In der Konzeptionalisierung der relationalen Wirtschaftsgeographie ging es uns vor allem darum, Offenheit zu multidisziplinären Konzeptionen und Methodiken zu zeigen. Es war klar, dass die Raumwirtschaftslehre in vielen aktuellen Problemen nicht mehr als Maßstab für wirtschaftsgeographische Analysen ausreichte und nur partiell Antworten liefern konnte. Dies hing mit Faktoren wie der überwiegenden Fokussierung auf neoklassisch inspirierte ökonomische Konzepte, der Personifizierung räumlicher Aggregate, der Fetischisierung von Raum und der Vernachlässigung sozialer Erklärungsdynamiken zusammen. Die internationale Wirtschaftsgeographie hatte diesen Wandel spätestens mit den Arbeiten von Ash Amin, Allen Scott und Michael Storper implizit schon angedeutet, aber unseres Erachtens noch keine explizite Grundlegung formuliert. Die relationale Wirtschaftsgeographie haben wir als eine Grundkonzeption verstanden, die ökonomisches Handeln in räumlicher Perspektive in das Zentrum der Analyse rückt, die ökonomisches Handeln als soziales Handeln begreift, die deshalb Akteuren und ihren Handlungskontexten besondere Aufmerksamkeit widmet, die eine (mindestens begleitende) Mikroperspektive betont, die notwendigerweise eine institutionelle Sicht erfordert, die lokale und nicht-lokale (globale) Handlungskontexte systematisch analysiert und entsprechende politische Handlungskonsequenzen in territorialen und sektoralen Planungskontexten formuliert.

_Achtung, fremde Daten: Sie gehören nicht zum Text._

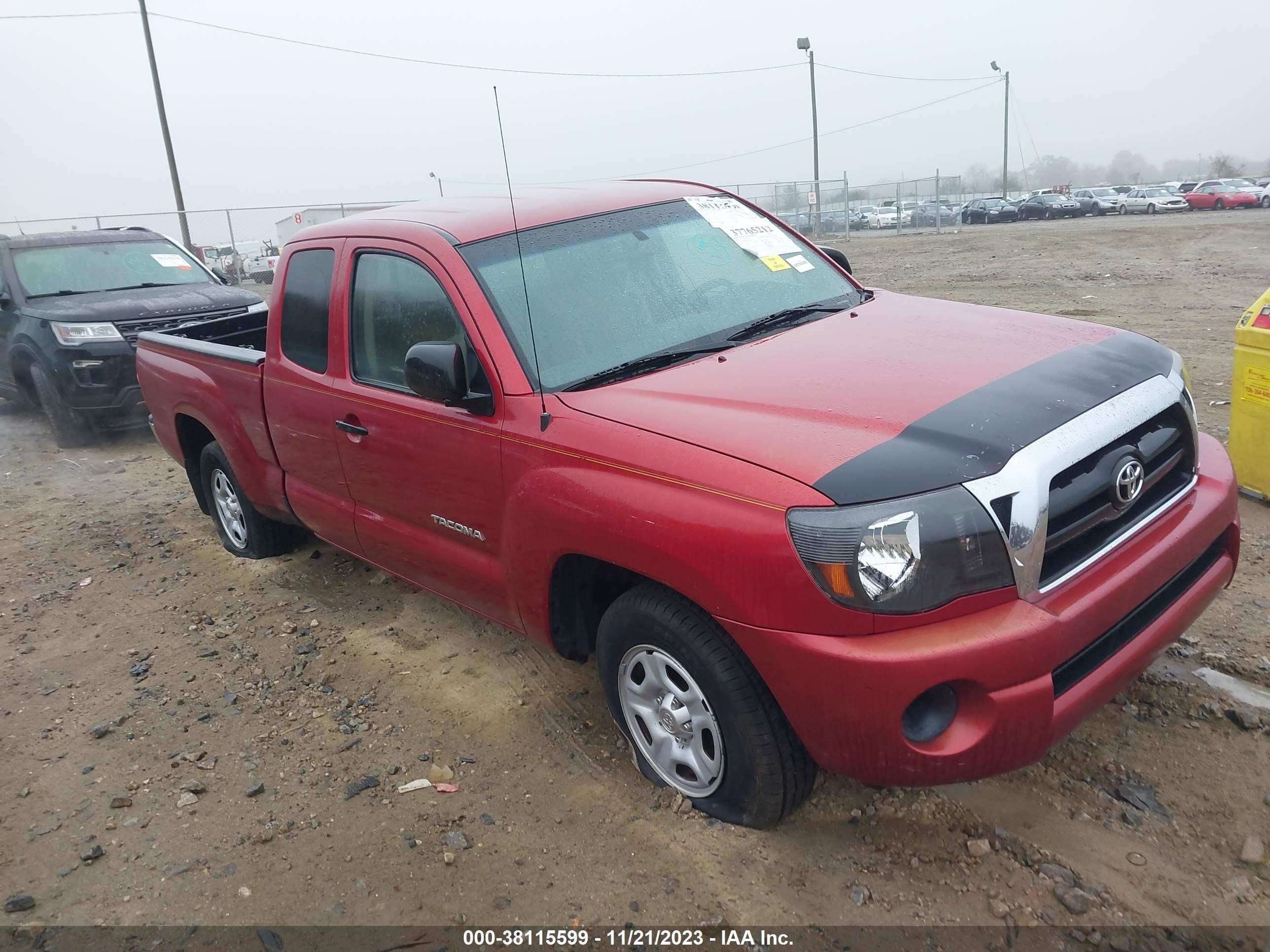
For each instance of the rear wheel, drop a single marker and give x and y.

Stefan Ohm: Wie wirken die vier Ionen (Interaktion, Organisation, Innovation, Evolution) der Wirtschaftsgeographie mit einer relationalen Grundperspektive zusammen?

Harald Bathelt: Die relationale Wirtschaftsgeographie in dem von Johannes Glückler und mir beschriebenen Entwurf will kein konkretes Analyseschema vorgeben, sondern versteht sich als Konzeption, die dabei hilft, Probleme in territorialen und trans-territorialen Kontexten zu formulieren und geeignete Heuristiken zu ihrer Untersuchung zu finden. Ausgehend von unseren eigenen Forschungsinteressen, die man im Kontext der Geographie des Unternehmens ansiedeln könnte, haben wir mit den Ionen ein Netzwerk von Strukturen und Beziehungen vorgeschlagen, das sich aus dem relationalen Verständnis von Handeln ableitet und dazu geeignet ist, die von uns gestellten Forschungsfragen konsistent zu bearbeiten. Die vier Ionen sind als interdependentes Grundgerüst gedacht, das explizit Versäumnisse traditioneller Ansätze aufgreift und eine reflexive Dynamik konzeptionalisiert: In stark vereinfachter Form sind Akteure innerhalb und zwischen Organisationen Ausgangspunkt von ökonomischen Interaktionen. Diese sind in einer arbeitsteilig organisierten Gesellschaft der Anstoß für Innovationen, die wiederum neue oder veränderte Institutionen bewirken und letztlich auf vorhandene Organisationen und Interaktionsprozesse wirken. Durch diese Interdependenzen wird keineswegs ein Zirkelschluss aufgespannt, sondern eine evolutionäre Dynamik ökonomischen Handelns in räumlicher Perspektive ausgelöst. Obwohl der Begriff Institution nicht als eigene Analysekategorie auftritt, handelt es sich um einen Ansatz, der grundlegend den Einfluss von Institutionen auf Handlungsstrukturen untersucht. Wir glauben zwar, dass dieses Grundgerüstet wirtschaftsgeographischer Analyse auch breiter einsetzbar ist, sind zugleich aber davon überzeugt, dass eine Anpassung an andere Forschungskontexte erfolgen muss.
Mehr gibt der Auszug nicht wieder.